The best sites are offsprings of famous invoice print publications: Kelley Blue Book, Edmunds and The Complete Car Cost Guide.

  • Edmunds' site is easy to navigate. After narrowing down to the make and model, you end up at the top of a lengthy page of information. Scroll down through a menu of links to VEHICLE PRICES (MSRP AND DEALER INVOICE). Click it and you'll find your magic number.

    For example, a 2000 Honda Accord LX four-door, with automatic transmission, has an invoice price of $19,526 plus a $415 destination charge (those aren't negotiable so don't waste your breath). Right below this you discover your local Honda dealership gets a holdback of 2 percent of the MSRP. Edmunds also includes a handy link to explain what a holdback is.

  • The Kelley Blue Book site navigates well enough, and, like Edmunds, deposits you on a long page of details and figures. KBB keeps the pricing nearer the top, though it still takes a couple of scrolling steps to find it.

    Lo and behold, on KBB, that same 2000 Honda Accord has the same invoice price as above. Sadly, the dealer-friendly KBB doesn't put holdback information right on the car page -- you have to go searching for it. But they do provide a detailed list of the option packages, which is vital to figure the final cost.
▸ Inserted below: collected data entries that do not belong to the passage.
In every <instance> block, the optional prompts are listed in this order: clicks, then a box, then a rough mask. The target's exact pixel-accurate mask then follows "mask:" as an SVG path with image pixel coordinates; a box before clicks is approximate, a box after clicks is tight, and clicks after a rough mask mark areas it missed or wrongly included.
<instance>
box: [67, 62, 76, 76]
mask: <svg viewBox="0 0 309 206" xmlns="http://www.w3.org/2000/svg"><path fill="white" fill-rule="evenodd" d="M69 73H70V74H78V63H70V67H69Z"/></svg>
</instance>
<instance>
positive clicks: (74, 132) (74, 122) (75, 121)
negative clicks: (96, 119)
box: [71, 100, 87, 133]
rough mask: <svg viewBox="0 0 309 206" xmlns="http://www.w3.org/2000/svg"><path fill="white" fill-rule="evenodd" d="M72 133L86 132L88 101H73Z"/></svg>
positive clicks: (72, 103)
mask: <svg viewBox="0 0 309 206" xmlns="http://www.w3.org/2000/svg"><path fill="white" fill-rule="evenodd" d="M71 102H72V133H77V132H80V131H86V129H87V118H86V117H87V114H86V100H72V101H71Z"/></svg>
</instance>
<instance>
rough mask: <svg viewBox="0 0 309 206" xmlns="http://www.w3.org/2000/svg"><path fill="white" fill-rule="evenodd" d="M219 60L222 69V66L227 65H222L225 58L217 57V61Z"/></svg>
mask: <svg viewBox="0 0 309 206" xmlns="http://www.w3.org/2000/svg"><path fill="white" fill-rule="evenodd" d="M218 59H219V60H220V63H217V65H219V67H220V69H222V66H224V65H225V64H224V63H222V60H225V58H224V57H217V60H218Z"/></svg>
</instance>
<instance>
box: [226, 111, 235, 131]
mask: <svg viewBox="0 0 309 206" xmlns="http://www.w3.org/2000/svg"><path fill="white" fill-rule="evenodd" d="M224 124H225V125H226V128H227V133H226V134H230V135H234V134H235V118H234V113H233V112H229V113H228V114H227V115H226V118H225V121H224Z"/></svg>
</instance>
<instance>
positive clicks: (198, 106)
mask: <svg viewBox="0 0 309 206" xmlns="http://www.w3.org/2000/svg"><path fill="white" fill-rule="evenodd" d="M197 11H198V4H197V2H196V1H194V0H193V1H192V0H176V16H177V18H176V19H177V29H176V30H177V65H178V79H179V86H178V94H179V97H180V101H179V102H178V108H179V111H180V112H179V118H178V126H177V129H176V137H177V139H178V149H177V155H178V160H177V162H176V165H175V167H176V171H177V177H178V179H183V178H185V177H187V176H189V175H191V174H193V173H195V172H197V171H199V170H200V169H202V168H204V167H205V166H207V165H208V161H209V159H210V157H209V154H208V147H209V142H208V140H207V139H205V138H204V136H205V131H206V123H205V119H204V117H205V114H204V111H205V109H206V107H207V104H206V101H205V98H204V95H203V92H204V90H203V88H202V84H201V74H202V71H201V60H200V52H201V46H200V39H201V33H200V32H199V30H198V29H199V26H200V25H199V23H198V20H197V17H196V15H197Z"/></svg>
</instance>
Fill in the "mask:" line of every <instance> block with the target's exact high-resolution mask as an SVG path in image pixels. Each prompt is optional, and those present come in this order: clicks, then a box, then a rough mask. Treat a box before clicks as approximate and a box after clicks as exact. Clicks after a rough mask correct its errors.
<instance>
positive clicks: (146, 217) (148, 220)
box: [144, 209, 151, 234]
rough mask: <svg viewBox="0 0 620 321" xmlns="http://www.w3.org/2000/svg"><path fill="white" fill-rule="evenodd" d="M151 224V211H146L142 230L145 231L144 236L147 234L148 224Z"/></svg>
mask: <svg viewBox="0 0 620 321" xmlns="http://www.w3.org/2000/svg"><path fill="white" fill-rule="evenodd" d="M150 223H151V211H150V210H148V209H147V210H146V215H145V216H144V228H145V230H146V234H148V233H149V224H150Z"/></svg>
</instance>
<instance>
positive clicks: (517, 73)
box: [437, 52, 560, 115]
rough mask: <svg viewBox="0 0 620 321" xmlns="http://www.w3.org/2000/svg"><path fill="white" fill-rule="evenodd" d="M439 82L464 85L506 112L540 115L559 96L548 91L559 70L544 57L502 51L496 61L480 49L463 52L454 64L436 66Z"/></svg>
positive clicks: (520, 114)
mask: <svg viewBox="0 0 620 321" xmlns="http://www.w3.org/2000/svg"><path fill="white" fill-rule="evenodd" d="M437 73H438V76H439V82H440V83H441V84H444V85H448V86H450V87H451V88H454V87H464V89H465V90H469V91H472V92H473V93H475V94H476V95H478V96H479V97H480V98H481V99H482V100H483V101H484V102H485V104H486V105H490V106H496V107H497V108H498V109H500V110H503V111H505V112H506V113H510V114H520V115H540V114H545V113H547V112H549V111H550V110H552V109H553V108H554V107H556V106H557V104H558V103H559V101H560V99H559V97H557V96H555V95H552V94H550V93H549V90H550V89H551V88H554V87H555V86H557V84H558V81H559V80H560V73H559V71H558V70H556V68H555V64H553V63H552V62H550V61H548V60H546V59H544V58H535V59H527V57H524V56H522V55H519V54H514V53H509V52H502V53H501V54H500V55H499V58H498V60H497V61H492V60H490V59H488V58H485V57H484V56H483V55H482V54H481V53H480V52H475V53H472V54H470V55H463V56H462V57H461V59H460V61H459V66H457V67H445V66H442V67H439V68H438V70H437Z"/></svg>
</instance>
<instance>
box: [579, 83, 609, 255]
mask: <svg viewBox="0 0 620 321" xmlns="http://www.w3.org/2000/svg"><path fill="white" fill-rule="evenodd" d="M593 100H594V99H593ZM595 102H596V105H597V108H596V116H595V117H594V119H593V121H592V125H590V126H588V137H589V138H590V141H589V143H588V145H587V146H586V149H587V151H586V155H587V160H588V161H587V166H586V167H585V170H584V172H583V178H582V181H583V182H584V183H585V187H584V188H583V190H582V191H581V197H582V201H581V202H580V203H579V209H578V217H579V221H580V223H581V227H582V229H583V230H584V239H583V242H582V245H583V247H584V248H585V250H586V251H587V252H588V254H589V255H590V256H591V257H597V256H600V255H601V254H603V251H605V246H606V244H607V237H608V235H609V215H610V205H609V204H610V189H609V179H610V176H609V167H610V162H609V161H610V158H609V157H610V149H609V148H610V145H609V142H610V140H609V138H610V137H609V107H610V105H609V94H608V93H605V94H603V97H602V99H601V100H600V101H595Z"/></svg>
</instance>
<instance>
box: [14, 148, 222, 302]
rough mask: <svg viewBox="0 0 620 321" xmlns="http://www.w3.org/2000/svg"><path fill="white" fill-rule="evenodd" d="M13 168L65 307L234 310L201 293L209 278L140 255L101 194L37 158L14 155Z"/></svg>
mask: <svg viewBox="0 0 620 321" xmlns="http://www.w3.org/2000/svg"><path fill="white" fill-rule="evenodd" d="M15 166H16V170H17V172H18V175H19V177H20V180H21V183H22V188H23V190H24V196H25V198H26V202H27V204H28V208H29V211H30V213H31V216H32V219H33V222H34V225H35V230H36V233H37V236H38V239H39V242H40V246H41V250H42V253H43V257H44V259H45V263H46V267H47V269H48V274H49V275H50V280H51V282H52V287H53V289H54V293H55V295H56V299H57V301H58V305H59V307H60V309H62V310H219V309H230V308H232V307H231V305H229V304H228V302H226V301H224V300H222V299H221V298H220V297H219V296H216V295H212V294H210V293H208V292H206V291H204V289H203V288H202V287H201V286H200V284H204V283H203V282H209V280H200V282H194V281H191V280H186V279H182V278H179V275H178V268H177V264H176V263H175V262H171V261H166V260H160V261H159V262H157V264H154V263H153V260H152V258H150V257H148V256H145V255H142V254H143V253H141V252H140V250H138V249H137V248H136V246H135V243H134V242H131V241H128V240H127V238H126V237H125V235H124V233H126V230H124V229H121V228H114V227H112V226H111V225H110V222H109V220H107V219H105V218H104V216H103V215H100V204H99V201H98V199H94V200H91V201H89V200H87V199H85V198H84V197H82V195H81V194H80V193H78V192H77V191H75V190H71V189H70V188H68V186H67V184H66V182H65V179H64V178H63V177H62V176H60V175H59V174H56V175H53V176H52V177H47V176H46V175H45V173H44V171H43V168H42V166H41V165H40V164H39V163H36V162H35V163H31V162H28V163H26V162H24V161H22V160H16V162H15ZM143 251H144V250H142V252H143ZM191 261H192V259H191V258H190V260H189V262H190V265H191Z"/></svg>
  • IntelliChoice CarCenter is the name of Complete Car Choice Guide's well-designed site. Sadly, these folks like to hold back nearly as much as the dealers do. IntelliChoice wants you to flash some cash for info on dealer incentives. Then again, do consider this option. Paid information tends to be more timely than the free stuff, and the $4.95 price for a report can result in big savings.
  • You can also find invoice pricing on sites that work with dealerships anxious to sell to Internet shoppers. Try out Autobytel.com and Stoneage.com.

On all these sites, you'll find more than the invoice and MSRP prices on new and used cars, trucks and motorcycles. You'll also discover the holdbacks and incentives that sometimes assure dealers a profit even if you pay that invoice price. Some also offer reviews, articles explaining how to use the information, and links to online financing and insurance.

These sites are best for looking for new car prices, because there are set nationwide invoice prices and incentives. With used cars, the rules are thrown out the window. The condition of the car and your geographic region make a big difference, so this researched information can really only serve as a general guide.

If, while car shopping, you run across a slithering shuckster who disputes or ridicules your well-researched numbers, well, now you'll have his number. With a firm knowledge of invoices and discounts, you don't have to put up with him. Move on to another salesman, who takes you and your wallet seriously, and who won't mind making a polite and mutually beneficial deal.